Choć tak długa podróż nie stanowi już wyzwania dla wytrzymałości samolotu, 17 godzin spędzonych bez przerwy na pokładzie to prawdziwa katorga dla pasażerów. Człowiek jest zmuszony, żeby przyswoić określoną liczbę lotniczych posiłków i filmów, zwłaszcza jeśli ma problem ze spaniem w samolocie.

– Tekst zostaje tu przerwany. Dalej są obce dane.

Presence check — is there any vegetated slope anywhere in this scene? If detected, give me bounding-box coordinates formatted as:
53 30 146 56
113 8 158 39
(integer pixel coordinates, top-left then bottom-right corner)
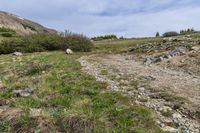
83 34 200 133
0 52 167 133
0 11 57 35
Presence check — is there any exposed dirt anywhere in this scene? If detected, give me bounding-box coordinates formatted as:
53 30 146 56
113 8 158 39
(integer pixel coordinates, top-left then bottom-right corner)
79 53 200 133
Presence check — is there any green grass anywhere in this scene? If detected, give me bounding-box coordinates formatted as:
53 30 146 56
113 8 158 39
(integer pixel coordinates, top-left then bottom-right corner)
0 52 169 133
94 38 161 53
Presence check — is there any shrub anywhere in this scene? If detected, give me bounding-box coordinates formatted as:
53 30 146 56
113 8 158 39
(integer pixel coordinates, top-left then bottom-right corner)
0 34 93 54
163 31 179 37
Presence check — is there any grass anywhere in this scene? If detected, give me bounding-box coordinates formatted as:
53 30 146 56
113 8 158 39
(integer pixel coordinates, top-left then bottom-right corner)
0 52 170 133
94 38 162 53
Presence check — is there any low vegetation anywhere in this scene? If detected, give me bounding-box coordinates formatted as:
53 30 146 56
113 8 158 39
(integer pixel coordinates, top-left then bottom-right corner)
163 31 179 37
0 34 93 54
0 52 168 133
0 27 16 37
91 35 118 41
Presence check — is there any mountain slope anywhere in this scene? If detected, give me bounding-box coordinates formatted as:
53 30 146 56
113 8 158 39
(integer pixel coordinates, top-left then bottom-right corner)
0 11 57 35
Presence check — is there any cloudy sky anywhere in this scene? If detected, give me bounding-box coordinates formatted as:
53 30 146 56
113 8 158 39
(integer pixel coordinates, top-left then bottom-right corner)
0 0 200 37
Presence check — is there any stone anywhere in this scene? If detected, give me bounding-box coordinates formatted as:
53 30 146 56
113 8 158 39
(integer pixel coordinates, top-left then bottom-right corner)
30 109 42 117
13 88 33 97
162 126 178 132
66 49 73 54
13 52 23 56
172 113 182 119
138 87 145 92
159 106 172 113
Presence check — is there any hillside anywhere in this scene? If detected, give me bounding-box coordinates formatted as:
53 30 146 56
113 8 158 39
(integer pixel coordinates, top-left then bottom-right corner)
0 11 57 35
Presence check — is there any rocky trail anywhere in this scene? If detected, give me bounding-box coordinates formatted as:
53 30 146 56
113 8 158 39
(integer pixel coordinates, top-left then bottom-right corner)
79 55 200 133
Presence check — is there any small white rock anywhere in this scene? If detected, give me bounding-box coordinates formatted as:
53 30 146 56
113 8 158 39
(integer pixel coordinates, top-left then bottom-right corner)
13 52 23 56
66 49 73 54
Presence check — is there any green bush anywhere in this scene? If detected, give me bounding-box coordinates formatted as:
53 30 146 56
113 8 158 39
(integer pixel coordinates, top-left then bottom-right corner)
0 34 93 54
0 27 15 33
0 32 13 37
163 31 179 37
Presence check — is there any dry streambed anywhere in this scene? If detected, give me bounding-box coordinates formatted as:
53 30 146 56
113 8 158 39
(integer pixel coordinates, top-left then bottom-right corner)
79 55 200 133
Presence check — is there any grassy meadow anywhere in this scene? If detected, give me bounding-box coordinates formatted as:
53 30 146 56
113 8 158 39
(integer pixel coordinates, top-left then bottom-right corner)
0 52 170 133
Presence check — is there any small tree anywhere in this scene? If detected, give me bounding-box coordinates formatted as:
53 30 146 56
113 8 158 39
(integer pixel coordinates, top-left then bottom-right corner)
156 32 160 37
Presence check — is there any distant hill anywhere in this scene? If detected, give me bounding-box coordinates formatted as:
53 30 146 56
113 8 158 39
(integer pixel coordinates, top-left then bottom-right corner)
0 11 57 35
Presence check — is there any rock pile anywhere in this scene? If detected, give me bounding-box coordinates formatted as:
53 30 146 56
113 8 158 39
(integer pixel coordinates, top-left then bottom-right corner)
144 47 189 65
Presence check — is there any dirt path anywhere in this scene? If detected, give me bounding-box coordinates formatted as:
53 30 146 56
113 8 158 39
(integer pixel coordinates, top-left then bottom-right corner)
79 55 200 133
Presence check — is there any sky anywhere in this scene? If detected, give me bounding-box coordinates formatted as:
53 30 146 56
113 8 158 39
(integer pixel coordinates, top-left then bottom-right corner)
0 0 200 37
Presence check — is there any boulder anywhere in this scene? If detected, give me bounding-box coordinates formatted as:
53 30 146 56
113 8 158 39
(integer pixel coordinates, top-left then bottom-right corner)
13 88 33 97
191 46 200 51
66 49 73 54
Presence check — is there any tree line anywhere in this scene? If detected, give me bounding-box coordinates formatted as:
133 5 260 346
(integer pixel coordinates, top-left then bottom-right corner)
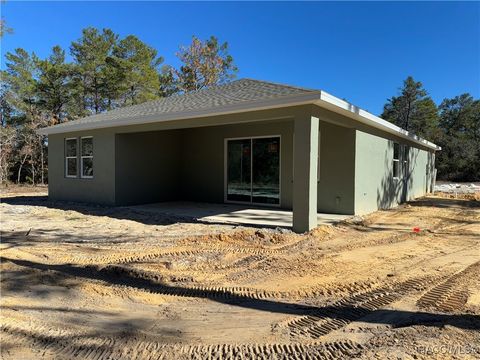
0 28 237 184
0 24 480 184
381 76 480 181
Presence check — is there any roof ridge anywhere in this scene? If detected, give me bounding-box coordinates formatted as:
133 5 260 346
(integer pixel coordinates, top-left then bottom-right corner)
236 77 322 92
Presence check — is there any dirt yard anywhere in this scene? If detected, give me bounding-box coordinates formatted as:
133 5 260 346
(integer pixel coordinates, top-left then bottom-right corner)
0 188 480 359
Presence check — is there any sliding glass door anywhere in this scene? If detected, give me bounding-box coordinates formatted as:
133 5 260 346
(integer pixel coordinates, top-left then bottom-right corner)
226 136 280 205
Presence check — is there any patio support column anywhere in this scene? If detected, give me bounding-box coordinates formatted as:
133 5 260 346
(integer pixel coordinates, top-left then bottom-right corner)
293 115 319 233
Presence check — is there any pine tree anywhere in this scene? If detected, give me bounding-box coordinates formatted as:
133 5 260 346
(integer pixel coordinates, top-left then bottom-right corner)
381 76 438 138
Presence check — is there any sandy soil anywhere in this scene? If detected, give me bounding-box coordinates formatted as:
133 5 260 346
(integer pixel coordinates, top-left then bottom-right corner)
0 188 480 359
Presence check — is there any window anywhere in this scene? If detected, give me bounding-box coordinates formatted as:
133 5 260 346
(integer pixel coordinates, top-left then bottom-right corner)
402 145 410 176
80 136 93 179
65 138 78 177
393 143 400 179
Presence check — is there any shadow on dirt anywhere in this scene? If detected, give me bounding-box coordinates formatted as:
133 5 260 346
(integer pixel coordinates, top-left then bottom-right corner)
0 257 480 330
1 196 278 229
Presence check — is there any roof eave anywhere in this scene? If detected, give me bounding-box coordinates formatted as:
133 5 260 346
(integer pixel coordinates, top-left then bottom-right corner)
37 91 441 151
37 91 320 135
315 91 442 151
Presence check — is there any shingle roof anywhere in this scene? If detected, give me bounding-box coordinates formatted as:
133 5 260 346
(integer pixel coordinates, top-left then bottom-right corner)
42 79 319 131
37 79 441 150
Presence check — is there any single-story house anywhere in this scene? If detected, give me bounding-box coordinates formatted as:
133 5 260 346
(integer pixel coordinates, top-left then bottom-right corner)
39 79 440 232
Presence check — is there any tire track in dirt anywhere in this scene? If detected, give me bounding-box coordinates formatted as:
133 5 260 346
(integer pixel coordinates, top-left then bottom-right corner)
417 261 480 312
0 257 382 301
279 276 444 339
65 245 285 264
0 324 363 360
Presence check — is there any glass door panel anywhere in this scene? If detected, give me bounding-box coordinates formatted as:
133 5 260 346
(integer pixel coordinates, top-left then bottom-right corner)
252 137 280 205
227 139 252 202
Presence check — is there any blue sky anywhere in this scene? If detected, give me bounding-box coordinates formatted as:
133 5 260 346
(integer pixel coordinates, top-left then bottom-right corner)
1 1 480 114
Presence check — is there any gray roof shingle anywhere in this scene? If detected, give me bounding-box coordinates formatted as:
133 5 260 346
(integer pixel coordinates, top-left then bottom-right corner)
46 79 319 131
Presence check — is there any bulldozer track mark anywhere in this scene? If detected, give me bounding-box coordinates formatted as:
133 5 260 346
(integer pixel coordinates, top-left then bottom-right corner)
279 276 441 339
417 261 480 312
2 258 375 301
0 325 363 360
70 246 285 264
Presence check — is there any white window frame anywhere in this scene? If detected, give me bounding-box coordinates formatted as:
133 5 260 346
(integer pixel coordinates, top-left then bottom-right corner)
223 135 282 208
80 136 93 179
402 144 410 177
392 142 402 180
64 137 78 179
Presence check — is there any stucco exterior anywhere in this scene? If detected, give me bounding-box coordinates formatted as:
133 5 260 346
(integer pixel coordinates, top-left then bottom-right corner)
355 131 432 214
49 105 434 229
48 129 115 205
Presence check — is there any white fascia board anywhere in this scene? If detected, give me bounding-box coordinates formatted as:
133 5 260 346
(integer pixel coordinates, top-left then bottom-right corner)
315 90 442 151
37 90 441 151
37 91 320 135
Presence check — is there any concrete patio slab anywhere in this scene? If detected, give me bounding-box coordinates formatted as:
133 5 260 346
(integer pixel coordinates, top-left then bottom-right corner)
130 201 351 228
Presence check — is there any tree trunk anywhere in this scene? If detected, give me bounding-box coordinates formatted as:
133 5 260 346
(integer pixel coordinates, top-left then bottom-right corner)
30 156 35 186
17 155 27 184
40 136 45 185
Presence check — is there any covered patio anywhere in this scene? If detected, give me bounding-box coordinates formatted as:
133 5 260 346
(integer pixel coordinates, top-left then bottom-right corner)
129 201 351 228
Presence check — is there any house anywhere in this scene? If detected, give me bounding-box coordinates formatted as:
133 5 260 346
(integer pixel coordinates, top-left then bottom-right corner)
39 79 440 232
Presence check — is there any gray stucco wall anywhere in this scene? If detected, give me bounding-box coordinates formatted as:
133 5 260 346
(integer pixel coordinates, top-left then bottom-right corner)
355 130 432 214
110 115 355 214
317 122 355 215
180 120 293 208
48 129 115 205
49 102 434 218
115 130 182 205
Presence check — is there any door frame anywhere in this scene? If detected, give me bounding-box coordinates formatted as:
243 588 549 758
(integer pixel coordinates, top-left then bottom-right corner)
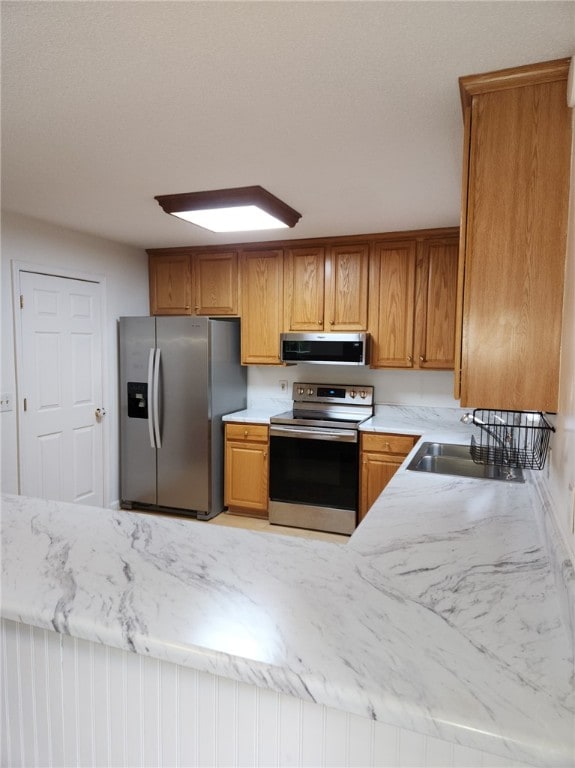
10 259 110 507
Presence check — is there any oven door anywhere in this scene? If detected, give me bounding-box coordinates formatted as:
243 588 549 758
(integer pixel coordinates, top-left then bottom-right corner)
269 424 359 534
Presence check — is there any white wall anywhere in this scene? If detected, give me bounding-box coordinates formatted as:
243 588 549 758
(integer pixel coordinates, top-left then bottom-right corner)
0 212 149 505
549 110 575 564
0 619 532 768
248 364 459 408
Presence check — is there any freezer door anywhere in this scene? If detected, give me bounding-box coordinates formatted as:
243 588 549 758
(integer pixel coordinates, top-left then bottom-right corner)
119 317 157 504
156 317 210 512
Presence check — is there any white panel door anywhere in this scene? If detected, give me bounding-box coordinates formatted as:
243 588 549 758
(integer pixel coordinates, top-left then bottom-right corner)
18 271 104 506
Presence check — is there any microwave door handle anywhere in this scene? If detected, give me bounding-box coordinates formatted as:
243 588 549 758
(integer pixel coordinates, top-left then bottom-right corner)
152 347 162 448
148 347 156 448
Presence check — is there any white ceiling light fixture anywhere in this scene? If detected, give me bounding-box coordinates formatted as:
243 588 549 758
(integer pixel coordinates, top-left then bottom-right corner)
154 186 301 232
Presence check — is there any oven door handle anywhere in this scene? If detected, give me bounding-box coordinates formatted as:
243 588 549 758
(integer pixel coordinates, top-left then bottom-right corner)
270 424 357 443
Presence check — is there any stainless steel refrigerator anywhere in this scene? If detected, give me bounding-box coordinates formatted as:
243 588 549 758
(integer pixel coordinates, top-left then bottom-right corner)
119 317 247 519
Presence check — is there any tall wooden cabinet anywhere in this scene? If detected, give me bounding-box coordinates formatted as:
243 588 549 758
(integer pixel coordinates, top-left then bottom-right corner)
284 242 369 332
148 253 192 315
414 237 459 370
148 248 238 316
455 59 571 411
370 240 417 368
240 248 283 365
192 251 238 316
369 233 459 370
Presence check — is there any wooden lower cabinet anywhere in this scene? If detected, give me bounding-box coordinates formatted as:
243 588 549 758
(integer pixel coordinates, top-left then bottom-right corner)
224 423 269 518
358 432 419 522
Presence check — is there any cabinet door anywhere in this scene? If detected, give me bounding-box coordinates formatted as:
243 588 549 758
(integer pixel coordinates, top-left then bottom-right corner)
415 239 459 369
359 453 403 520
369 240 416 368
193 251 238 316
284 247 325 331
460 64 571 411
240 249 283 365
359 432 419 520
324 243 369 331
148 254 192 315
224 424 269 517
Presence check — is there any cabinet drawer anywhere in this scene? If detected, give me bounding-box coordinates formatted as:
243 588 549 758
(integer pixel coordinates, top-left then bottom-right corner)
361 432 419 456
226 424 268 443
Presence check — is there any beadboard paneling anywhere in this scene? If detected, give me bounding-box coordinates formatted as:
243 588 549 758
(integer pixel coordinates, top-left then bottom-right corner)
1 620 532 768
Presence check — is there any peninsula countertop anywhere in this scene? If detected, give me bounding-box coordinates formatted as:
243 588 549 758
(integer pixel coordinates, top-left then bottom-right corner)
2 407 575 766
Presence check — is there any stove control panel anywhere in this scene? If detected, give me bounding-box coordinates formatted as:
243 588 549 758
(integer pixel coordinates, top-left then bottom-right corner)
292 382 373 405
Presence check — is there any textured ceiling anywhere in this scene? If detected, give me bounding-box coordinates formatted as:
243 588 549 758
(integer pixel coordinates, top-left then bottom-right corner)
1 0 575 247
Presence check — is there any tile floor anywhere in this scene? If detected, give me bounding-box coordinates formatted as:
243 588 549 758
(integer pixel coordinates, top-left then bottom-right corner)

| CNN Business Traveller / materiały prasowe

W zeszłym miesiącu sam przeszedłem tę próbę dla specjalnego odcinka programu CNN Business Traveller.  Linie Qantas, które oferują tę, jeszcze unikalną, opcję podróży, włożyły wielki wysiłek w to, by złagodzić negatywne dla ludzkiego ciała efekty lotu liczącego 14,500 km.

Wszystko zaczyna się zanim jeszcze wkroczy się na pokład. Linie Qantas oferują przed lotem sesję jogi w poczekalni zaprojektowanej tak, by zapewnić pasażerom jak największą ilość światła słonecznego i świeżego powietrza. W środku samolotu wszystko jest odrobinę inne, niż zwykle. Oświetlenie, godziny posiłków czy menu zostały całkowicie zmienione, tak aby pobudzać lub usypiać pasażerów zależnie od stadium podróży.

| CNN Business Traveller / materiały prasowe

Samolot do zadań specjalnych. Boeing 787 Dreamliner na 17-godzinnej trasie

Właściwie wszystko w tym samolocie jest inne, niż zazwyczaj: zastawa, pościel, poduszki są zaprojektowane tak, aby ważyć jak najmniej. Wózki z jedzeniem zamiast przewidywalnego ciężaru ponad 30 kilogramów, ważą tu jedynie 18. Nawet ścianki działowe są tu lżejsze niż w normalnym samolocie.

Wszystkie te zabiegi mają służyć wydajności, ale stwarzają również w samolocie wyjątkowy nastrój, stosowny dla tak unikalnego lotu. Złośliwy nazwałby to efekciarstwem, ale nie da się zaprzeczyć, że każdy najmniejszy detal został tu dokładnie przemyślany.

Te lotnicze innowacje wpływają nie tylko na samych pasażerów. W początkowych latach wiele miast zyskało na Kangurzej Trasie dzięki statusowi punktu przesiadkowemu. Były to między innymi Rzym, Kair czy Bombaj, a także kojarzony już współcześnie z przesiadkami Singapur – wtedy jeszcze bardzo egzotyczne miejsce. Rzym nadal znajduje się w czołówce turystycznych destynacji, a Bombaj to niezaprzeczalny motor napędowy rozwoju w Indiach. Kair natomiast radzi sobie współcześnie trochę gorzej; z powodu zawirowań politycznych, turyści są tam wręcz rzadkością.

| CNN Business Traveller / materiały prasowe

Singapur z kolei już od dłuższego czasu korzysta ze swojej pozycji świetnie prosperującego węzła komunikacyjnego, a brak turystów przesiadających się tam w drodze do Australii na pewno tego nie zmieni. Lotnisko Changi, często wychwalane jako najlepsze na świecie, łączy pasażerów z ponad 200 miejscami na świecie. Niemniej jednak ci, którzy podróżują z Londynu do Australii, będą je coraz częściej omijać.

To jeszcze nie koniec tej historii - trasa Londyn-Perth to tylko pierwszy test. To, czego naprawdę pragnie linia Qantas i inne linie lotnicze to zagospodarowanie wschodniego wybrzeża Australii. Chodzi przede wszystkim o dostęp do Sydney - biznesowego centrum Australii i tamtejszej maszynki do robienia pieniędzy. Następne na liście marzeń są bezpośrednie loty z Sydney do Londynu, a nawet z Sydney do Nowego Jorku, oba trwające ponad 20 godzin. To właśnie one tak naprawdę zapoczątkują prawdziwą lotniczą rewolucję.